AMQP output message:
{
"dossierId": "",
"fileId": ""
}
Usage & API
Setup
Install project dependencies
make poetry
You don't have to install it independently in the project repo, just import pyinfra in any .py-file
or install form another project
poetry add git+ssh://git@git.iqser.com:2222/rr/pyinfra.git#TAG-NUMBER
API
from pyinfra.config import get_config
from pyinfra.payload_processing.processor import make_payload_processor
from pyinfra.queue.queue_manager import QueueManager
queue_manager = QueueManager(get_config())
queue_manager.start_consuming(make_payload_processor(data_processor))

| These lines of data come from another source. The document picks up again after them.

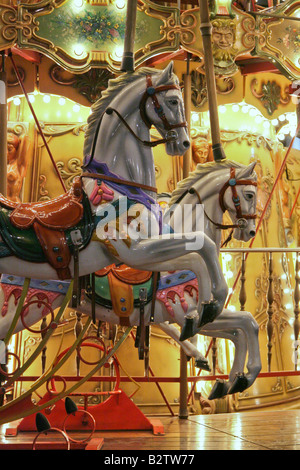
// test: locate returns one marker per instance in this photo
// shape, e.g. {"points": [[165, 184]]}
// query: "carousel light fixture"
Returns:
{"points": [[79, 50], [78, 3], [120, 4]]}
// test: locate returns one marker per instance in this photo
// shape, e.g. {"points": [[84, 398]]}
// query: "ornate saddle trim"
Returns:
{"points": [[39, 232], [60, 213]]}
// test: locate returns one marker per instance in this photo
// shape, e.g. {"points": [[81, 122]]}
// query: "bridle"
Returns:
{"points": [[242, 219], [151, 92]]}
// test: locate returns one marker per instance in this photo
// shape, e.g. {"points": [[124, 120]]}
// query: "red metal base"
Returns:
{"points": [[93, 444], [117, 413]]}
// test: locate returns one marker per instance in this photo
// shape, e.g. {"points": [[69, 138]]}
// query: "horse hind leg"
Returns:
{"points": [[190, 350]]}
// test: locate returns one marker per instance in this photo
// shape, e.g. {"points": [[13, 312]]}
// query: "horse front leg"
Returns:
{"points": [[242, 329], [168, 253], [189, 349]]}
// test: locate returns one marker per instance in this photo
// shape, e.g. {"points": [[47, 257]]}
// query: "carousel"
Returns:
{"points": [[149, 227]]}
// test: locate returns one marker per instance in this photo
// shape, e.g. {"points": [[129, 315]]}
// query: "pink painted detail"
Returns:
{"points": [[10, 290], [101, 193], [165, 295]]}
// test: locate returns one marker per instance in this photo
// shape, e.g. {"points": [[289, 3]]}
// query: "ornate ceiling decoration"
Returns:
{"points": [[82, 34]]}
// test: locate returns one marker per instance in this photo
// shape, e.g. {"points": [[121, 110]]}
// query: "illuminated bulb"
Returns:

The data_processor should expect a dict or bytes (pdf) as input and should return a list of results.
Scripts
Run pyinfra locally
Shell 1: Start minio and rabbitmq containers
$ cd tests && docker-compose up
Shell 2: Start pyinfra with callback mock
$ python scripts/start_pyinfra.py
Shell 3: Upload dummy content on storage and publish message
$ python scripts/mock_process_request.py
Tests
The tests take a bit longer than you are probably used to, because among other things the required startup times are quite high. The test runtime can be accelerated by setting 'autouse' to 'False'. In that case, run 'docker-compose up' in the tests dir manually before running the tests.